Hi there Krish, amazing tutorial once again but I'm running in the issue that the "maximum context length is 8192 tokens". How can we best chunk per PDF page/chapter if the PDF size > 8k tokens ? *EDIT*: Our use-case is the following: we want to retrieve 100% accurate text from a page or chapter. Is this possible or does the AI only knows how to summarize ?

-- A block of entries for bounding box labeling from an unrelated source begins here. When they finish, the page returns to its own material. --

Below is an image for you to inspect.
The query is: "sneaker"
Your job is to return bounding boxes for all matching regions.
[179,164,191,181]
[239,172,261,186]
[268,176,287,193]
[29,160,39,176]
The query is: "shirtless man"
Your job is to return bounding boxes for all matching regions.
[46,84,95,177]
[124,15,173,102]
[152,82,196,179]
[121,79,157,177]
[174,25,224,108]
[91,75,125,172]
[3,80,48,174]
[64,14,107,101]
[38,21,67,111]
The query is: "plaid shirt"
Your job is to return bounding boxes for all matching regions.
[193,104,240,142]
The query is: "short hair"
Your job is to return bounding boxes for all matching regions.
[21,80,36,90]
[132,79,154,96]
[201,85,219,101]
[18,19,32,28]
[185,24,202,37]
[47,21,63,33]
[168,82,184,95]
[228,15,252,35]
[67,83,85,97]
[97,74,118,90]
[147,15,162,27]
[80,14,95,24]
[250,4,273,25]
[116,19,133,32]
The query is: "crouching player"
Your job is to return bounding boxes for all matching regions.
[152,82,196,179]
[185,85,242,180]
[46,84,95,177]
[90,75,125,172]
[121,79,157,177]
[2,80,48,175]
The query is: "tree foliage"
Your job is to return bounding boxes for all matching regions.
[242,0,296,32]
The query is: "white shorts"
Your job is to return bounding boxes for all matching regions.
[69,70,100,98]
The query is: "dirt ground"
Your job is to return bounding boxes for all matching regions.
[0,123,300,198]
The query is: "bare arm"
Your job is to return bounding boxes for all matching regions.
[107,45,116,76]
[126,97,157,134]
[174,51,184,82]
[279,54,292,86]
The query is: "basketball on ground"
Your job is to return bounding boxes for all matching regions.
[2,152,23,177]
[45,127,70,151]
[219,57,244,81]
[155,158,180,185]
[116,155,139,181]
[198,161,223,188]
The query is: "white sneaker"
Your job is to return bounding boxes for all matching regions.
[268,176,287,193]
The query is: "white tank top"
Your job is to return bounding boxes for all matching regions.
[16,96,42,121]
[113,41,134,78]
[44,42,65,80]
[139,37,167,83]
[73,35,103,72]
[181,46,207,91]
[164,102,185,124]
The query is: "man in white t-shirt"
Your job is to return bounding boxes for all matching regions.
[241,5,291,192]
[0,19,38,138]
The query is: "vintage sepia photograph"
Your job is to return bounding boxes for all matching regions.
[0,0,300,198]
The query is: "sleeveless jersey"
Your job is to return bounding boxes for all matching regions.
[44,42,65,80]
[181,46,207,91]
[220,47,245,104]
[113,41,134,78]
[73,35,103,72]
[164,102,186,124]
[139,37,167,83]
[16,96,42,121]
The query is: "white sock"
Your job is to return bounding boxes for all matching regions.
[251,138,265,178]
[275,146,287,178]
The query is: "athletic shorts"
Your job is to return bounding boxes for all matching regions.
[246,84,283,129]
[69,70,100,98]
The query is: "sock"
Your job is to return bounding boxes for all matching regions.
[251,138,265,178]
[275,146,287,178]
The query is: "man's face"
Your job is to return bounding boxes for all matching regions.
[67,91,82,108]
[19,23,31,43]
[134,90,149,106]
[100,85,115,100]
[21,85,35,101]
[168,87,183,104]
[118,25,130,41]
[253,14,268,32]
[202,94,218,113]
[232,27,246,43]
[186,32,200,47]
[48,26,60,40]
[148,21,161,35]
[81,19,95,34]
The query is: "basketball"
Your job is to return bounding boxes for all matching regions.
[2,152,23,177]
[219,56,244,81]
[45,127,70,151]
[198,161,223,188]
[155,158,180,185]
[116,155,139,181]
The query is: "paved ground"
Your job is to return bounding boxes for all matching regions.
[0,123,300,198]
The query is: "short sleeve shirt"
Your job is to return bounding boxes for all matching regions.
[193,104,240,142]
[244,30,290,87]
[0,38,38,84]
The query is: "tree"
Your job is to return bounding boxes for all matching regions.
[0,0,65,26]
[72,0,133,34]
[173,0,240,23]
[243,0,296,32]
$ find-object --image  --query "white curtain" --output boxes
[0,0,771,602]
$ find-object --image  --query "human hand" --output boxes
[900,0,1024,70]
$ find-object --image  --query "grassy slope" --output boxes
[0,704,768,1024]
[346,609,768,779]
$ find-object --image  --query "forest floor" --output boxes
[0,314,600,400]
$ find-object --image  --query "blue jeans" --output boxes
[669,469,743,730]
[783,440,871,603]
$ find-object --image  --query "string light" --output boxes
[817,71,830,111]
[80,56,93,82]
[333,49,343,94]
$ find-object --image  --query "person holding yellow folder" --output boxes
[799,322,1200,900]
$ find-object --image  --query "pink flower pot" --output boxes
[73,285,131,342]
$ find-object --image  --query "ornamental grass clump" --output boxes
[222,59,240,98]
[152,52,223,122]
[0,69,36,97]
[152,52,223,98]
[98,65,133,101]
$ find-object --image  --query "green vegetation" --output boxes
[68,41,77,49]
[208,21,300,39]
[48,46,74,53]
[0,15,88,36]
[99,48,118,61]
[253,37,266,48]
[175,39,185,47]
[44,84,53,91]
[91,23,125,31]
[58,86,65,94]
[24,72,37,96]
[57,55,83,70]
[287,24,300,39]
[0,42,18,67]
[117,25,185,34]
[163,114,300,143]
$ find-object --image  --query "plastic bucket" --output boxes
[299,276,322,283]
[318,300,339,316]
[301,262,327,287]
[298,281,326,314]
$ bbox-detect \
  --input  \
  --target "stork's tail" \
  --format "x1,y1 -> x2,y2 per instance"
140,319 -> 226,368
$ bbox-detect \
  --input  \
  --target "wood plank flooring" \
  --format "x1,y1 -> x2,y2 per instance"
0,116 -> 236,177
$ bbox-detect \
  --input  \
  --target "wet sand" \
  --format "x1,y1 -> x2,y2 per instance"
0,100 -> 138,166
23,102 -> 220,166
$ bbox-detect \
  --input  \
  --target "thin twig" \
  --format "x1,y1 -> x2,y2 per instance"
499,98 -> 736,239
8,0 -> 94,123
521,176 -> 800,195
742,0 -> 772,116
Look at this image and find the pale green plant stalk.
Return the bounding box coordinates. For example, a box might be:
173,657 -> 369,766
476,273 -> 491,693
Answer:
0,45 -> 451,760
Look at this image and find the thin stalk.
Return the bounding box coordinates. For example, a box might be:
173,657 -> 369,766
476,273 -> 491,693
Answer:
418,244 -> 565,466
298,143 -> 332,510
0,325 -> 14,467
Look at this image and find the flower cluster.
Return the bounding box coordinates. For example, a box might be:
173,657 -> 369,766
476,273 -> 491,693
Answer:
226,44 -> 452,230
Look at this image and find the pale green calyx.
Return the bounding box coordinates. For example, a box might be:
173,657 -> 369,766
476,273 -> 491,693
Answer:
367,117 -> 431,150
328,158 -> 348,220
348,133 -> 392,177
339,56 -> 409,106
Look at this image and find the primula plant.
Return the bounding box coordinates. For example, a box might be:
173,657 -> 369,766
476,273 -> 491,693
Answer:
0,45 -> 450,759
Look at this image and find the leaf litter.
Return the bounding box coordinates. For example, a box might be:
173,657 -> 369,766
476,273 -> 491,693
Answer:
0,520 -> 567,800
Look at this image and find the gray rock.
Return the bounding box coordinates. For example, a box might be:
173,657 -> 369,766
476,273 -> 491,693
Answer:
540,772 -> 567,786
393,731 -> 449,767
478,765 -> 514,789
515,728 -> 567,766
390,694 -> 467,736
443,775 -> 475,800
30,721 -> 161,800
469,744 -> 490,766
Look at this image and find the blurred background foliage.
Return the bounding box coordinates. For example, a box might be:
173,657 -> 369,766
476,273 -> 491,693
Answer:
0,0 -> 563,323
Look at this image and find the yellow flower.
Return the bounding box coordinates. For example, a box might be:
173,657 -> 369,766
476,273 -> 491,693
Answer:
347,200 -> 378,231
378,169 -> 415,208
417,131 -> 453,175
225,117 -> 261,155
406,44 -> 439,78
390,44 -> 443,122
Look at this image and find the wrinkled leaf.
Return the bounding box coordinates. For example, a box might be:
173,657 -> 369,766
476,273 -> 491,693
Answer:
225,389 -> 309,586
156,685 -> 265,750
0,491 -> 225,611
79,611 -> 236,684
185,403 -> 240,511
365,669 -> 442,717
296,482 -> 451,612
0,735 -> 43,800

Hi sir Previously I have tried with Gemini pro In that project while extracting text from pdf of 32 pages it's not extracting all text... That's why I am not able to get perfect answers.. What I have to do sir... Please help me to solve
@@krishnaik06 Thank you soo much sir for helping lot of students.... You are Amazing😍 Waiting for more projects. And also one request from my side sir... Please share some project ideas to us as assignments. It will help us to do it on our own Please sir... Please share some application ideas
ERROR: Failed building wheel for greenlet Failed to build greenlet ERROR: Could not build wheels for greenlet, which is required to install pyproject.toml-based projects getting this error while installing frameworks from requirements.txt
please can you build a project based on document summarisation app using RAG and LLM without locally downloading the llm and without using gpt model,it would be very helpful or anyone can guide me through this from the viewers it would be very helpful.
ERROR: Could not install packages due to an OSError: [WinError 5] Access is denied: 'c:\\programdata\\anaconda3\\lib\\site-packages\\__pycache__\\typing_extensions.cpython-39.pyc' Consider using the `--user` option or check the permissions. WARNING: Ignoring invalid distribution -umpy (c:\programdata\anaconda3\lib\site-packages) WARNING: Ignoring invalid distribution - (c:\programdata\anaconda3\lib\site-packages) WARNING: Ignoring invalid distribution -umpy (c:\programdata\anaconda3\lib\site-packages) WARNING: Ignoring invalid distribution - (c:\programdata\anaconda3\lib\site-packages) WARNING: Ignoring invalid distribution -umpy (c:\programdata\anaconda3\lib\site-packages) WARNING: Ignoring invalid distribution - (c:\programdata\anaconda3\lib\site-packages) Getting the errors and warnings when I am trying to install the packages from requriement.txt file kindly help
You should really look into poetry instead of using conda. Also, why are you assigning an environment variable to the same environment variabel? If you can `getenv` it, it's already in `os.environ`.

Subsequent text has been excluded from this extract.